4.2. Data Extraction
Based on the inclusion criteria, the following detailed parameters were extracted: GEO accession number, PubMed identifier (PMID), sample type, cancer type (NSCLC, ADC or SCC), sample size, gender, age, cancer stage, smoking history and expression values of SETDB1, by using the tool GEO2R from the National Center for Biotechnology Information (NCBI).
4.3. Statistical Analysis
For each GEO dataset, the association between SETDB1 expression and NSCLC was assessed by a Student’s t-test or a Mann–Whitney unpaired test based on normality distribution. Furthermore, to generate individual receiver operator characteristic (ROC) curves, the true positive (TP), false positive (FP), false negative (FN), and true negative (TN) values were estimated. All aforementioned analyses were performed using the Statistical Package for Social Sciences (SPSS Version 25, Chicago, IL, USA).

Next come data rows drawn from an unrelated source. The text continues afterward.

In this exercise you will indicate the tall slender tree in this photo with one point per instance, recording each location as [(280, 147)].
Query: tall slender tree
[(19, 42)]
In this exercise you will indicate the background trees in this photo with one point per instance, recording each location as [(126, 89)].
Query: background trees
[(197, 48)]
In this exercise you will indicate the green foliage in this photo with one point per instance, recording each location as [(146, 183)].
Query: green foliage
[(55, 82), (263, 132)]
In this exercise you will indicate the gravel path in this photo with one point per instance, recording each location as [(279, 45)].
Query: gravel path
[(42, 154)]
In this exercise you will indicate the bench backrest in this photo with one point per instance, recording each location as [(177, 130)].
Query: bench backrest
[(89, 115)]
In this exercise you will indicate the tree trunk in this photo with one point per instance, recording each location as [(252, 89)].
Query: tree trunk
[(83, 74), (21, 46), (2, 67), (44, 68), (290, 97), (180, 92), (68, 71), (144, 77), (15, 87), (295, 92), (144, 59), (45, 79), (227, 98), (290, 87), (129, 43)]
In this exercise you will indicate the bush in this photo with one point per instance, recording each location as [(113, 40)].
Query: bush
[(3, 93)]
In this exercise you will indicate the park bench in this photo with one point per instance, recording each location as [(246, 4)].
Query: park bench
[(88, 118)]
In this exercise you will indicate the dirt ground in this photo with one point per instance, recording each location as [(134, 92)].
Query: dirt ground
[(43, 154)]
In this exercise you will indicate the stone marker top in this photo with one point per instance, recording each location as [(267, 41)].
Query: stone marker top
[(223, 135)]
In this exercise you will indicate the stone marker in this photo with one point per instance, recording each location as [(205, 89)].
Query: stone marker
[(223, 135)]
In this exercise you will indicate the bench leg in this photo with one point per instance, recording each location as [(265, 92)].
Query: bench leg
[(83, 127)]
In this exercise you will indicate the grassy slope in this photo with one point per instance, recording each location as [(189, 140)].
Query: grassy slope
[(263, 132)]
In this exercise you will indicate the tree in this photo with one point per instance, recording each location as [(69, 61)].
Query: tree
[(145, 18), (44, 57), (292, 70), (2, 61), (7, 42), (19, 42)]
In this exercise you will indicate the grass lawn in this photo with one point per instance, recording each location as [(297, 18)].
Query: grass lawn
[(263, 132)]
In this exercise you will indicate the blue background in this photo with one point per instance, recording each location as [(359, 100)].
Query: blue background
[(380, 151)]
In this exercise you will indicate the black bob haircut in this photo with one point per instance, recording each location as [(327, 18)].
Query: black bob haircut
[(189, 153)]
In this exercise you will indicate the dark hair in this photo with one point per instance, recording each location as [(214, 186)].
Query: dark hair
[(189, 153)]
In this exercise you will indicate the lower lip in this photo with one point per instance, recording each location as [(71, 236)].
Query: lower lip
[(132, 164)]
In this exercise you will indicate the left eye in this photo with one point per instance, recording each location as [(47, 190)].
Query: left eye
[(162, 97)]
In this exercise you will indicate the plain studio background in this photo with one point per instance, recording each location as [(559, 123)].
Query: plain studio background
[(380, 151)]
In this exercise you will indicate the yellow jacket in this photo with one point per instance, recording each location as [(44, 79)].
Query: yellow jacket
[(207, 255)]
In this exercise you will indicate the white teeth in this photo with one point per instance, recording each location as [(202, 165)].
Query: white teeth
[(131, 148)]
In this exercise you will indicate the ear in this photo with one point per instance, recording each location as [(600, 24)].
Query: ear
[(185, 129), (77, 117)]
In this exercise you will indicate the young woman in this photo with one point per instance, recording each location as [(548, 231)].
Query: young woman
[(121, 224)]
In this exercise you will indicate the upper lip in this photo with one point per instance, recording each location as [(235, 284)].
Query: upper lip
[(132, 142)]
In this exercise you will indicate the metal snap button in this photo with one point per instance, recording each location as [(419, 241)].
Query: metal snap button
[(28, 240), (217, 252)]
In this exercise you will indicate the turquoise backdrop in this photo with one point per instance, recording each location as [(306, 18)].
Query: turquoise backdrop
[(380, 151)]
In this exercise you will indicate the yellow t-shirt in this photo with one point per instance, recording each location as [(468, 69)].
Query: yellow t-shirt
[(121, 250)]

For meta-analysis, standardized mean difference (SMD) with 95% confidence interval (95% CI) was used as a summary statistic, considering the fact that all studies measured the same outcome but at different scales. Heterogeneity was calculated by means of Cochran’s (Q) and Higgins’s (I2) tests. The I2 test was expressed as a ratio ranging from 0% to 100%. If I2 > 30% and p-value < 0.05, the random-effects model was selected. Otherwise, the fixed-effects model was selected. A significant Q-statistic (p < 0.10) indicated heterogeneity across studies. To further evaluate the probable sources of heterogeneity, subgroup analyses were carried out. The presence of publication bias was graphically examined using funnel plots and Egger’s regression asymmetry tests. Data were analyzed using the Comprehensive Meta-Analysis version 2 program (Biostat, Englewood, NJ, USA 2004).
For diagnostic study, a summarized receiver operator characteristic curve (sROC) was constructed and the area under the sROC curve (AUC) was recorded, as well as the sensitivity and specificity. These analyses were performed using the MetaDiSc 1.4 software.
4.4. Search Strategy for Peer-Reviewed Journals
A systematic review of electronic databases (Pubmed, EBI-EMBL, Web of Science, Embase, Bibliovie and Cochrane Library) was done independently by two experts. The final date for inclusion was April 2019. The search included publications about the association of SETDB1 and NSCLC. The search strategy used MeSH terms (“Carcinoma, Non-Small-Cell Lung”[Mesh]) AND (“SETDB1 protein, human” [Supplementary Concept]). Only manuscripts published in a peer-reviewed journal as a full paper were included. Summaries or abstracts were not accepted.